La réponse de l'ancien coach des Olympiques ? Oui... et non.

Les blessures au sein du « grand club » ont des répercussions dans les mineures. Quand il fait le bilan, il constate qu'il a perdu entre huit et 10 joueurs depuis le début de la saison.

Mais il continue à gagner.

Il lève son chapeau à son patron immédiat, Julien BriseBois. Le directeur général adjoint du Lightning a réussi à trouver, dans la Ligue East Coast, des joueurs de remplacement qui avaient quelque chose à lui offrir.

Encore faut-il trouver une façon d'intégrer ces joueurs.

Pour cela, il rend hommage à son équipe. Si on compte l'entraîneur des gardiens et le préparateur physique, il compte sur quatre adjoints cette saison. « Tu le sais autant que moi. Un homme ne peut pas diriger un club tout seul dans le pro », me dit-il.

À force de parler avec lui, on comprend que Cooper ne lui a pas fait ce compliment à la légère.

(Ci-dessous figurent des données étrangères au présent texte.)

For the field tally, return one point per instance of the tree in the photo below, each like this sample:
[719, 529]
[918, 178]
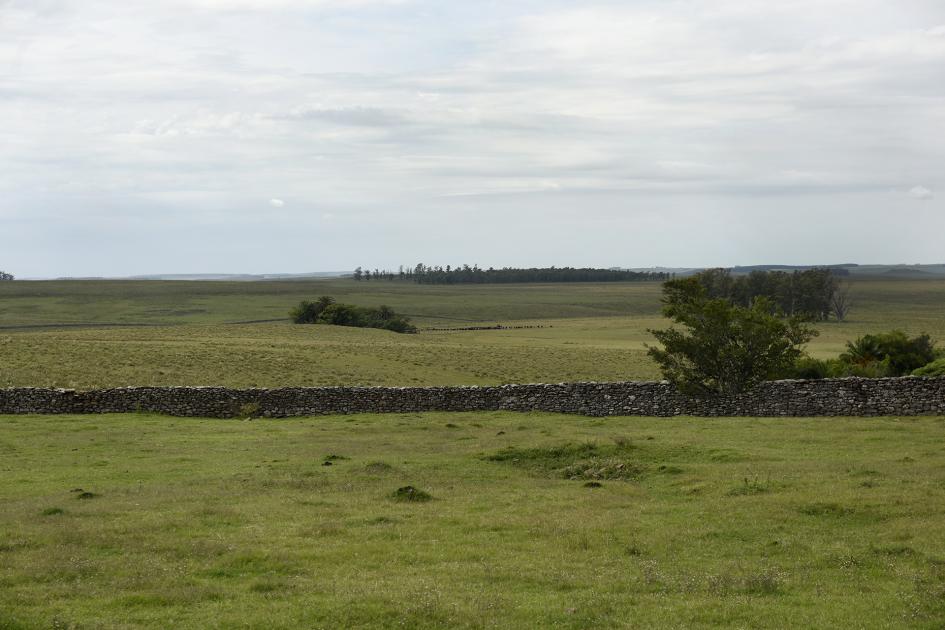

Groulx a su toucher la bonne corde sensible auprès de ces joueurs.

Il a su leur faire comprendre qu'ils pouvaient tous être rappelés. BriseBois et son patron Steve Yzerman ne s'attardent pas uniquement aux jeunes espoirs fraîchement repêchés comme Adam Erne. Des joueurs plus âgés comme Gabriel Dumont et Yanni Gourde pouvaient aussi obtenir leur chance, à condition de la mériter.

Dumont et Gourde se sont défoncés. Ils ont été récompensés.

Aux autres, ceux qui sont restés, Groulx a promis de meilleurs rôles, un temps de jeu accru. Ils ont répondu de façon positive à leur tour.

« Parce que tous les joueurs ici sont pareils. Ils veulent tous monter dans la LNH. »

Et toi, Benoît ? Avec cette saison dans la Ligue américaine, te sens-tu plus près du but ?

« Je suis très heureux d'appartenir à l'organisation du Lightning. Mais je ne suis pas différent des autres. Je veux monter aussi », m'assure-t-il.

Attention. Le scribe francophone va compléter sa chronique en se plaignant du traitement réservé aux partisans québécois.

Les Sénateurs ont ouvert mardi matin les portes du Centre Canadian Tire. Les écoliers ontariens en relâche - et leurs parents - pouvaient assister tout à fait gratuitement à l'entraînement matinal.

Une super bonne idée.

L'idée était si bonne qu'on se demande pourquoi la même opportunité n'a pas été offerte aux partisans gatinois, quand ils profitaient de leur relâche il y a deux semaines.

Satané scribe francophone, va. Jamais content. Toujours en train de chialer. On ne lui en donnera bien jamais assez.